Weight Watchers. Whole30. Keto. Paleo.
Zumba. SoulCycle. Barre. Peloton.
Our society becomes obsessed with the newest fad diets and the most recent exercise crazes every few years. These trends capture our collective mindset because we all understand that our nutrition and fitness are two of the foundational pillars of our health. And while there is absolutely nothing wrong with prioritizing these aspects of health, there is a third pillar that is often ignored: the essential, yet mysterious, act of sleep.
The data shows that between 50 and 70 million US adults have a sleep disorder. Many of those who experience chronic poor sleep are suffering from either insomnia or sleep apnea. These conditions negatively impact your daytime function, reduce your quality of life, and can result in numerous long-term health conditions. And, just in case we needed even more reasons to take our sleep health seriously, reduced, or poor-quality sleep even has negative effects on one’s oral health.
Insomnia affects anywhere from 10% to 30% of the population. Chronic sleep loss is linked to an increase in the incidence of periodontitis—a staggering 36% increase. Additionally, the reduced sleep duration that is the hallmark of insomnia means that there is less saliva production, which is essential to healthy teeth and gums. And finally, many people get out of bed and get a snack when they have trouble falling and staying asleep. Night Eating Syndrome, or NES, not only contributes to depression and weight gain, but can also lead to the breakdown of tooth enamel, since most insomniacs do not take the time for teeth-brushing after their midnight snack.

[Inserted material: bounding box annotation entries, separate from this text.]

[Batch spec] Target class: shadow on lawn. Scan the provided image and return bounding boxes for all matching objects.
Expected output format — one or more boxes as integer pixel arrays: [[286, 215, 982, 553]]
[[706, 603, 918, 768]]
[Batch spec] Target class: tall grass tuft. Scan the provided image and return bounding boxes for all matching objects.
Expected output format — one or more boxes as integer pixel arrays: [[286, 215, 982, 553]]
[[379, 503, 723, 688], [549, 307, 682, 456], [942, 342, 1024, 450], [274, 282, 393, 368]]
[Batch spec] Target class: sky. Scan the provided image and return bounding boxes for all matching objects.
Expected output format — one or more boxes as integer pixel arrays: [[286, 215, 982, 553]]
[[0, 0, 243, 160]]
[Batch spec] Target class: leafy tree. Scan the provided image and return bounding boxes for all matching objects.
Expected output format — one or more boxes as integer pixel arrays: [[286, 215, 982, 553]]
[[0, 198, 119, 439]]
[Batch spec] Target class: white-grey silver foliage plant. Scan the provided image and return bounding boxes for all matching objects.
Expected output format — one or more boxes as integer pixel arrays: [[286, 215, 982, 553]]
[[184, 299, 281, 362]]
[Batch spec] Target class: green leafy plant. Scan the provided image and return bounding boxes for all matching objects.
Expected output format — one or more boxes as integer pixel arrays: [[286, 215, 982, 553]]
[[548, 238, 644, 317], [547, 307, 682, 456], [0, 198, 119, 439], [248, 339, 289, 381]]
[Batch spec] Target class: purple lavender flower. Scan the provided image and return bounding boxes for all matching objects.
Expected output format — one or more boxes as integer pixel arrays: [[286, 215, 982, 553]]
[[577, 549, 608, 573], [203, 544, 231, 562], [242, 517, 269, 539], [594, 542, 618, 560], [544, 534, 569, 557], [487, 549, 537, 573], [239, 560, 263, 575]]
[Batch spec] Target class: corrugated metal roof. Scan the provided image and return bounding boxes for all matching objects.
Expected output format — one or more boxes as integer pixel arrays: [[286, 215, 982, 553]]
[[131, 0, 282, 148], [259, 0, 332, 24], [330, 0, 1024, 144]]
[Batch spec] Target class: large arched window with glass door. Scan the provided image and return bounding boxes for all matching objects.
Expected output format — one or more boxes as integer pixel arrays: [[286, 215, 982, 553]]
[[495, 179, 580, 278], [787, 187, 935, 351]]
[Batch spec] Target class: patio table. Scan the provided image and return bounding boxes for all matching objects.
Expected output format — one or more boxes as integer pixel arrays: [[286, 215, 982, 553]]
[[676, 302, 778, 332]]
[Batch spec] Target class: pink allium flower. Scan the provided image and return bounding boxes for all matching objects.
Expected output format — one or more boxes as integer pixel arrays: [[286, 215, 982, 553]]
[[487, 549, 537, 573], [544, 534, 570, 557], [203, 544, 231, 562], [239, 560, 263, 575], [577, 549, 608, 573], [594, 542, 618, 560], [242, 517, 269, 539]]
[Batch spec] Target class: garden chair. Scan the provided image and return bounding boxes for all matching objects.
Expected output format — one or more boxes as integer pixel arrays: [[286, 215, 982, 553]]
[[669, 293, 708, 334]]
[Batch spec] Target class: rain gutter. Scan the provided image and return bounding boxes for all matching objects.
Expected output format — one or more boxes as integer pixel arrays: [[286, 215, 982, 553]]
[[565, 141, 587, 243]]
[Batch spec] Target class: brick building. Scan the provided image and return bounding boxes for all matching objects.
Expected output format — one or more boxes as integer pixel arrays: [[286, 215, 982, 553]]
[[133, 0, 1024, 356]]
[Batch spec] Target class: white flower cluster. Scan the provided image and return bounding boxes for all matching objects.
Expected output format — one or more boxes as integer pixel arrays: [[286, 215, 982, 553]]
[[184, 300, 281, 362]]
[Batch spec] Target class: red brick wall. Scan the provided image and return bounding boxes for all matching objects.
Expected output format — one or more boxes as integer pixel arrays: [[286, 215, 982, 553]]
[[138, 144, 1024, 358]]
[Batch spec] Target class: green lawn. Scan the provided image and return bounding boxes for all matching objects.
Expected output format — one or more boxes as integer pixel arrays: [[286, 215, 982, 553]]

Another common sleep disorder is sleep apnea. Obstructive sleep apnea, or OSA, occurs when your airway either partially or fully closes while you are asleep. Each time this happens, your oxygen levels drop, you wake up without remembering it, or both in many cases. This can also lead to an array of poor health outcomes, many strongly linked to oral health. Many people with obstructive sleep apnea tend to breathe through their mouths, since this is the path of least resistance for airflow. Chronic mouth-breathing is linked to everything from bad breath to changes in facial structure. There is also a 50% chance that someone with bruxism (teeth-grinding) has OSA—in fact, it’s been shown that those with mild or moderate OSA have more severe bruxism than those with severe OSA. Last, those with high risk of sleep apnea are also three times more susceptible to suffering from TMJ disorder.
The American Academy of Dental Sleep Medicine recommends that all dental patients should be screened for sleep apnea. Those who screen positive should be tested and, if diagnosed, treated with either oral appliance therapy or CPAP. Ideally, patients should look for dentists and sleep physicians who demonstrate a bidirectional relationship between each other. Considering the high likelihood of periodontitis, bruxism, and TMJ in sleep patients, there is a strong clinical justification for new sleep patients to be sent to a dentist if they show symptoms of periodontal disease or pain.
There is plenty of evidence confirming that oral health and sleep quality are intrinsically linked to one another. Given the prevalence of sleep disorders among the general population, patients need to educate themselves on the impact that sleep disorders could have on their oral health and their overall quality of life. Education on this link between oral care and sleep disorders is the first step in early detection and comorbid treatment.